Better Care Coordination Starts with Consensus All Access
When facing new regulations, healthcare providers can take one of two paths — do the minimum necessary to tick the regulatory box or determine how the change can positively impact patient care.
One regulation we’re all very familiar with when it comes to compliance is the CMS Interoperability and Patient Access Final Rule. Official as of May 2021, the CMS Final Rule provides a great example of how compliance can enhance patient care. The rule requires quick, easy, and efficient exchange of patient data among providers and from providers to patients. Better care coordination has been shown to improve health outcomes, reduce hospital readmissions, and lower care costs.
We all recognize that phone calls to busy providers often don’t get recognized or returned and that paper faxing remains a common communications tool in healthcare settings, despite its inefficiency and lack of security. That’s where the Consensus All Access platform can help by enabling more effective workflows that can improve patient care. The better workflows optimized by web-based data availability, can help create a virtuous circle of care coordination that benefits both patients and providers.
Hospital Eliminates 150 Daily Record Transactions, While Speeding Care
A 200-bed community hospital in California replaced its manual processes with Consensus All Access, an advanced clinical data exchange system that provides on-demand, 24/7 access to patient records. Using an applications rules and integration engine, along with account and subscription verification capabilities, All Access ensures that correct patient information is securely delivered in a timely manner to the right provider. Community providers don’t need full EHR permissions to access data, which is automatically encrypted to HIPAA standards.
During the first month of go-live, the hospital had connected more than 300 local providers who were successfully receiving notifications and corresponding documentation. These workflow changes eliminated about 150 daily phone calls and paper faxes from the hospital’s health information management (HIM) department. In less than a year, the hospital delivered more than 1.4 million event and reporting notifications. It also shared over 70,000 ED encounters, 57,000 outpatient encounters, and 50,000 pre-admit and admit encounters.
The hospital experienced the following improvements:
- When a high-need patient presents in the ED or is transitioning from an acute care setting, care managers are immediately alerted, enabling providers to engage the entire care team in an intervention plan.
- PCPs and other care-team members are immediately alerted to patient events, improving post-discharge follow-up care.
- Patient-centric care-team communications bring increased collaboration that reduces the number of patients who slip through care-delivery gaps.
- Since patient records are produced without manual processes, the hospital greatly reduces its faxing and mailing costs.
- Because alerts are automatic and providers can access records without help, labor costs for HIM staff are lower while the hospital promotes a secure approach to patient data exchange.

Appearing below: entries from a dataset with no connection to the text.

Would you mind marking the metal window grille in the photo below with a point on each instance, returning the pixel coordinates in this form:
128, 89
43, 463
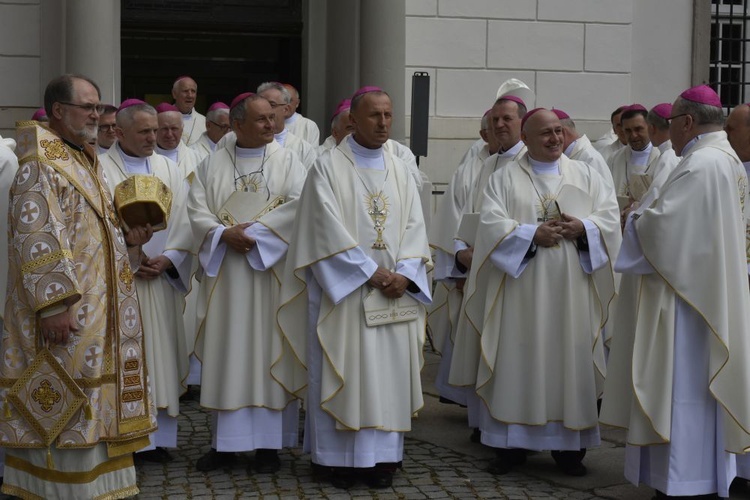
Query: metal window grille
728, 73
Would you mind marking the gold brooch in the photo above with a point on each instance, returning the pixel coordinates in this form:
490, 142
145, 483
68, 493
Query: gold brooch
54, 149
126, 276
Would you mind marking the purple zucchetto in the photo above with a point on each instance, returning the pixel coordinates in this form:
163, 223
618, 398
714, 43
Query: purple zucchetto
343, 106
39, 114
366, 90
702, 94
664, 110
217, 105
515, 99
130, 102
240, 98
165, 107
562, 115
636, 107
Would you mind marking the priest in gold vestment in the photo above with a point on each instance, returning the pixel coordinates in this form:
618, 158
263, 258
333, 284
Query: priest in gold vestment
70, 288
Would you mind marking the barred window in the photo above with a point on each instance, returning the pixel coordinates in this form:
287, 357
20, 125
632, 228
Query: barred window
728, 73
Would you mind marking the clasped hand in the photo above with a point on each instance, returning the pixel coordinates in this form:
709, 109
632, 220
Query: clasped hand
550, 233
392, 285
236, 238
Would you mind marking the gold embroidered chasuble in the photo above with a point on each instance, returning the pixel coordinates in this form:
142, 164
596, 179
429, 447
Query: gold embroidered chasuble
161, 303
238, 341
66, 247
360, 388
532, 345
707, 189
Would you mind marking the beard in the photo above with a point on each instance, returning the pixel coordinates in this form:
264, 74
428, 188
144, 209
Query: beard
86, 133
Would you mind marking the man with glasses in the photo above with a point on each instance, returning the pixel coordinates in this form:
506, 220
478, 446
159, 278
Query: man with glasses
217, 126
678, 377
71, 290
280, 100
242, 205
164, 274
106, 135
185, 92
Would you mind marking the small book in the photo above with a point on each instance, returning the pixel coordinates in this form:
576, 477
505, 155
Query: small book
245, 206
467, 228
639, 185
381, 310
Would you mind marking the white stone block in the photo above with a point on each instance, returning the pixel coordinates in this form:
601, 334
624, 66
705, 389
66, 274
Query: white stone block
608, 48
409, 72
587, 11
586, 96
453, 43
19, 30
421, 7
533, 45
489, 9
443, 157
19, 79
472, 92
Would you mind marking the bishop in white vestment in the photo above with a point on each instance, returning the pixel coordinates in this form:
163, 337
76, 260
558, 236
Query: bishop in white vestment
241, 257
162, 280
547, 224
359, 233
679, 380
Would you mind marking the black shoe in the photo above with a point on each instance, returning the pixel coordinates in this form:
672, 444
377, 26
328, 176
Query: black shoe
447, 401
214, 460
320, 472
505, 459
343, 477
158, 455
266, 461
476, 436
569, 462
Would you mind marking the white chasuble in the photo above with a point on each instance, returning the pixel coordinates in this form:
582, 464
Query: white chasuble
532, 368
238, 341
162, 300
369, 375
193, 125
624, 169
699, 207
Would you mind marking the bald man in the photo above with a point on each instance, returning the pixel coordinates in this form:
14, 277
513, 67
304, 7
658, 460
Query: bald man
547, 225
185, 92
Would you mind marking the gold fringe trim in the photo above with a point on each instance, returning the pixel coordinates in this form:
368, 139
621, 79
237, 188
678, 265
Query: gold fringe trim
57, 476
46, 259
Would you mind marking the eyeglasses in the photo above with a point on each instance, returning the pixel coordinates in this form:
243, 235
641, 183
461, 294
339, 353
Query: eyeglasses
669, 120
223, 128
89, 108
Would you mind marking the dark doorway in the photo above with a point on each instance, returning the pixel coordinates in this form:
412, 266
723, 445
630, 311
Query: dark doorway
227, 46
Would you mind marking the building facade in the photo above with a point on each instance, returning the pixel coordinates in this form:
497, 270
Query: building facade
584, 56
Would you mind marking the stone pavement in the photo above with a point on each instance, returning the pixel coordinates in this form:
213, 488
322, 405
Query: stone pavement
439, 462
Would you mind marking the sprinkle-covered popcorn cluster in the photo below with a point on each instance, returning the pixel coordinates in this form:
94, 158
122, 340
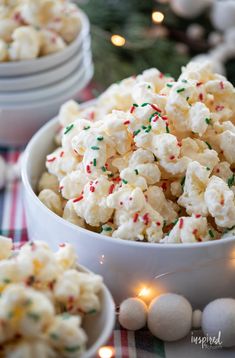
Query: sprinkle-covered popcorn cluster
30, 29
43, 301
153, 160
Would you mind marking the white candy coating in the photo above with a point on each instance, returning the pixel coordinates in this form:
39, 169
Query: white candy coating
219, 316
133, 314
170, 317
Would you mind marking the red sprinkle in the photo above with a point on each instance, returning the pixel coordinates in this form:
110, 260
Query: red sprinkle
78, 199
200, 97
155, 108
135, 218
51, 160
181, 223
146, 218
111, 189
132, 109
221, 84
88, 169
219, 108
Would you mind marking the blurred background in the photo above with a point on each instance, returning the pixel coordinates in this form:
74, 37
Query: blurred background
132, 35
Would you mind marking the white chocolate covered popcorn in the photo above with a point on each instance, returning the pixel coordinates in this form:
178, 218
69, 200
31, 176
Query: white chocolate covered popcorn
150, 151
42, 316
31, 29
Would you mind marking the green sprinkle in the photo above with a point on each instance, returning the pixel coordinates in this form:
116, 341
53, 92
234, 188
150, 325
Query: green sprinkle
180, 90
231, 180
136, 132
72, 349
6, 280
175, 222
208, 144
33, 316
54, 336
182, 181
211, 233
148, 129
68, 129
92, 311
107, 228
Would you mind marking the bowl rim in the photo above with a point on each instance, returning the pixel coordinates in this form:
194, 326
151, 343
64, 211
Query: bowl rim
106, 332
126, 243
85, 29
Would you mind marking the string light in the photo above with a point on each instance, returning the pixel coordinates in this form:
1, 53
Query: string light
157, 17
144, 292
106, 352
118, 40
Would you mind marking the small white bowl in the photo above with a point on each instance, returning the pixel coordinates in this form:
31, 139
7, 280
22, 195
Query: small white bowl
50, 91
19, 68
45, 78
100, 326
200, 271
19, 122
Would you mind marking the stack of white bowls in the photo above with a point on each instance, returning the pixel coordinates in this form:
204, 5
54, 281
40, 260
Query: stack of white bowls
31, 92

- To ensure stakeholder engagement, delivery and “read receipts” can be used, with an audit trail to track provider responsiveness and identify gaps in care delivery.

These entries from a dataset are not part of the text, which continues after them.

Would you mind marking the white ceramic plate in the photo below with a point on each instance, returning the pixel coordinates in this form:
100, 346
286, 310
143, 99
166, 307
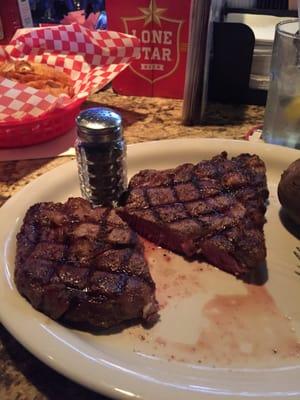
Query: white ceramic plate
217, 338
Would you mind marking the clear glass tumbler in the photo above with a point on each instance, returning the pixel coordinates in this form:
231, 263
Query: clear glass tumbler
282, 116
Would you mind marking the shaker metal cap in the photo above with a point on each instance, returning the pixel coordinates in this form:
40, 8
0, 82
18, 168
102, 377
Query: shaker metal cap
98, 124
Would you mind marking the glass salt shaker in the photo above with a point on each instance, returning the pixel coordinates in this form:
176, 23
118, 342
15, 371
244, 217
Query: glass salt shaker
101, 156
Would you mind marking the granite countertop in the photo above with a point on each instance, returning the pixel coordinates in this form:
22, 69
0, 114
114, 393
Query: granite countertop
22, 376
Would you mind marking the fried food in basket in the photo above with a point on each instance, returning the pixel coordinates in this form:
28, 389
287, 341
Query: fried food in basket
38, 76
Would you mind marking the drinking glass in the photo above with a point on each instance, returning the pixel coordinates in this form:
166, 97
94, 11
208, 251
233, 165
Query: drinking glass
282, 116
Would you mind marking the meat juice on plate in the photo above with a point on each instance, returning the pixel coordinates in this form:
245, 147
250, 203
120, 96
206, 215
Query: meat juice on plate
210, 317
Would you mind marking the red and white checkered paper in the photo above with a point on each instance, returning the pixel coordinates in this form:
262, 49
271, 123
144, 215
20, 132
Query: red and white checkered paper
92, 59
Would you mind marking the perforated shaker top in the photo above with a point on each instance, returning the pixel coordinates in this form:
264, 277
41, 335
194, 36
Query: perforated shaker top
99, 124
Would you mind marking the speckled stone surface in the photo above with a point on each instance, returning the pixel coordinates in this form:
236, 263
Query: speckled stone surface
22, 376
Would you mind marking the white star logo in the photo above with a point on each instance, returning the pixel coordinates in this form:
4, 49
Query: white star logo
153, 13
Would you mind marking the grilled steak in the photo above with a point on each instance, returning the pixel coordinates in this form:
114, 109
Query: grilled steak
83, 264
214, 209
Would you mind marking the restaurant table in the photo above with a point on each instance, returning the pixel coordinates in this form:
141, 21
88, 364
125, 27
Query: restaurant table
24, 377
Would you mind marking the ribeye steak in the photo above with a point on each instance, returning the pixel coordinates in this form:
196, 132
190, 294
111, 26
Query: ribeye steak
82, 264
214, 209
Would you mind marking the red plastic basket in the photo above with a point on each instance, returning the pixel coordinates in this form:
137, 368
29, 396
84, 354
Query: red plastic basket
38, 130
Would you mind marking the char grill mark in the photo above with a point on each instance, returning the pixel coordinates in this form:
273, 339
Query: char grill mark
214, 208
83, 264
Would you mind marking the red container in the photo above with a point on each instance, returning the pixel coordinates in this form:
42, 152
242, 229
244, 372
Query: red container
31, 131
10, 20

Improve Patient Hand-Offs with All Access
Advanced communication methods can lower costs by eliminating expensive, time-consuming traditional methods like paper faxing, scanning, and courier services — a critical metric for hospitals and other providers that are facing higher costs. Given that one-quarter of the nearly $4 trillion spent annually on healthcare in the U.S. is attributed to administrative costs, that’s a meaningful contribution.
The Joint Commission in 2017 issued a Sentinel Event Alert on the potential of patient harm that occurs during an incomplete or nonexistent patient hand-off. Caregivers at each patient transition must be on the same page regarding diagnosis, comorbidities, care plan, potential adverse events to monitor,
Culture is mentioned as a key factor in hand-offs in the report. The content pointed to the importance of strong leadership and proper resources to sustain and spread best practices so that hand-offs occur in a high-quality manner for every patient, every day, with every transition of care. The ultimate goal, they write, is having best practices integrated into the organization’s cultural norms and expectations.
The authors also advocate technology to “facilitate ongoing communications and feedback loops between senders and receivers by providing as much critical information as possible, including the complete care plan.”
Clinical data exchange platforms, like Consensus All Access, change the way hospitals communicate with clinics and other providers in their community, both in network and outside it. Value-based care delivery requires physicians and other providers to monitor patients throughout the continuum of care, not simply when they’re in the practice for a scheduled appointment.
Robust care coordination greatly benefits patients, keeping PCPs front and center during hospitalizations and lowering readmissions by delivering seamless and timely care to newly discharged hospital patients.